In September 2015, Panolong was appointed to the Philippine Consulate General in Jeddah, Saudi Arabia to serve as its consul general. She was the first Filipina to serve in that position and the first Asian woman to become a consul general in Saudi Arabia. She received her exequatur from the Saudi Ministry of Foreign Affairs on September 7, 2015. During her time as consul general, Panolong facilitated the repatriation of at least 683 overseas Filipino workers from Saudi Oger, which closed down in 2017, and Saudi Binladin Group.
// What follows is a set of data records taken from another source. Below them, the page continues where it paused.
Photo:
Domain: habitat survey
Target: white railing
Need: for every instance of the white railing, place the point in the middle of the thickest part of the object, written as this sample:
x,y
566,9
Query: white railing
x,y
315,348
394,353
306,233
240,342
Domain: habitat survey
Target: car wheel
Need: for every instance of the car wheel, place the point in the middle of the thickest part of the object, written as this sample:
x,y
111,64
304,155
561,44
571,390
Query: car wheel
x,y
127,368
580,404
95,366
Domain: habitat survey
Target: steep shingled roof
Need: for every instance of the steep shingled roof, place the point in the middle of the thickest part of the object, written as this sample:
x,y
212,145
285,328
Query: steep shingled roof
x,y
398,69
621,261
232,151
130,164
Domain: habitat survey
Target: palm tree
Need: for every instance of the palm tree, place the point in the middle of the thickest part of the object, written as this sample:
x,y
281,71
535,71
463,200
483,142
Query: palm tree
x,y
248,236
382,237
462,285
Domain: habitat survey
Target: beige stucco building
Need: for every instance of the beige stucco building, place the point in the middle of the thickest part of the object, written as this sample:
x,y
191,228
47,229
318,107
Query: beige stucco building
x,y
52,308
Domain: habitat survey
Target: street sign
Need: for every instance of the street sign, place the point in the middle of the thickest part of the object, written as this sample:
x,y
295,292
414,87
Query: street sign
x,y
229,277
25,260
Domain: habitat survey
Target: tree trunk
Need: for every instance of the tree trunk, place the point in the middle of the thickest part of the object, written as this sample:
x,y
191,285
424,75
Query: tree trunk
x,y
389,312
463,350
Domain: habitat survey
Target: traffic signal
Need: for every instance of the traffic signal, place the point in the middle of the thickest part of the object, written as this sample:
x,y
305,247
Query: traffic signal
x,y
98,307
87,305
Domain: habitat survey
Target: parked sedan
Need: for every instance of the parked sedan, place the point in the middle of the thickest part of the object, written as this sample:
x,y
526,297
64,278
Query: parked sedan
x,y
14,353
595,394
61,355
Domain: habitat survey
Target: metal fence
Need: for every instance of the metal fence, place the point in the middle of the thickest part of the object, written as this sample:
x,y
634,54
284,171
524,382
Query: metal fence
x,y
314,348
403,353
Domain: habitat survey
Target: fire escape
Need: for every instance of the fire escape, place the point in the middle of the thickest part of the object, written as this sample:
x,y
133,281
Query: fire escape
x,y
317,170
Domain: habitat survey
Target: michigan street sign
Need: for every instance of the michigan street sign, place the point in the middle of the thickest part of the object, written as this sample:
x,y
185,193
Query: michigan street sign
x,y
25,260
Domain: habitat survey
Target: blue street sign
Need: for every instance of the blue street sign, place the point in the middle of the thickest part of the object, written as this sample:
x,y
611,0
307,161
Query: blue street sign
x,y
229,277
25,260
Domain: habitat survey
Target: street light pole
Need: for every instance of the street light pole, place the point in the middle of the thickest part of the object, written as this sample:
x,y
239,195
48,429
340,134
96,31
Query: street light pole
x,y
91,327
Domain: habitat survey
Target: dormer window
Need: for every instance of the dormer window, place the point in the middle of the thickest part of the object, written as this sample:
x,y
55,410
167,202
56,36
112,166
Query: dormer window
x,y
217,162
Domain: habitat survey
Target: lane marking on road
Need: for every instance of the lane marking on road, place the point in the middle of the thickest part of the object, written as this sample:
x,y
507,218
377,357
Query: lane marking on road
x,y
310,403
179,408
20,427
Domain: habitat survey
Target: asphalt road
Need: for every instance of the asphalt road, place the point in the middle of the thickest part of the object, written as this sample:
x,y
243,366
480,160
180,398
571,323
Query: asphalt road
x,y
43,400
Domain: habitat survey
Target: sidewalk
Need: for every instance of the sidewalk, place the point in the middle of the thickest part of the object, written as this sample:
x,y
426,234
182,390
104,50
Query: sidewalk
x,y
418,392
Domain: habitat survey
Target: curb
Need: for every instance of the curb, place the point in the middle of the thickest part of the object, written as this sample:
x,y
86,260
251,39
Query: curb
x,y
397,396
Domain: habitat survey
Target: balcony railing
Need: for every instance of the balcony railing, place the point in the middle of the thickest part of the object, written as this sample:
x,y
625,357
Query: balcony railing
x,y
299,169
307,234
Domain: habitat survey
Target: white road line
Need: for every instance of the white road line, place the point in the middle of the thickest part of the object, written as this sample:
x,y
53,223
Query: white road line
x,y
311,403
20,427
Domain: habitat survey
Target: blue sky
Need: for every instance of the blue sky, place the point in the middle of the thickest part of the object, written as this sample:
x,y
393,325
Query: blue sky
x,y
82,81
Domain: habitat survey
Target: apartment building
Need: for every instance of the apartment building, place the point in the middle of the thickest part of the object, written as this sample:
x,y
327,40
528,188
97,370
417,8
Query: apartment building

As her consulate's jurisdiction includes Mecca, Panolong was also responsible for the wellbeing of Muslim Filipinos joining the annual Hajj.

On March 25, 2017, she was designated as the chargé d'affaires of the Philippine embassy in Riyadh. Her term as chargé d'affaires saw the first state visit of a Philippine president to Saudi Arabia in eight years. She was among those that greeted President Rodrigo Duterte upon his arrival at the King Khalid International Airport and accompanied him, along with senior government officials, during his courtesy call to King Salman of Saudi Arabia.

In 2018, she became an assistant secretary of foreign affairs and also the chairperson of the agency's Bids and Awards Committee.

=== Ambassador to Oman ===
In February 2020, Duterte nominated Panolong to be the Philippine Ambassador to Oman, succeeding outgoing Ambassador Narciso Castañeda. She was confirmed by the Commission on Appointments on March 4, 2020. She arrived in Muscat on August 16, 2020, and on November 8, she presented her credentials to Sultan Haitham bin Tarik. She is the seventh and first female Philippine Ambassador to Oman. At the time of her appointment, Oman accommodated around 45,000 Filipinos, the fourth largest expatriate population in the country with the numbers steadily increasing before the COVID-19 pandemic.

== Personal life ==
Imelda Panolong is married to Jamel Panolong and they have three sons being Mohammad, Mohsen, and Mohaisen Panolong.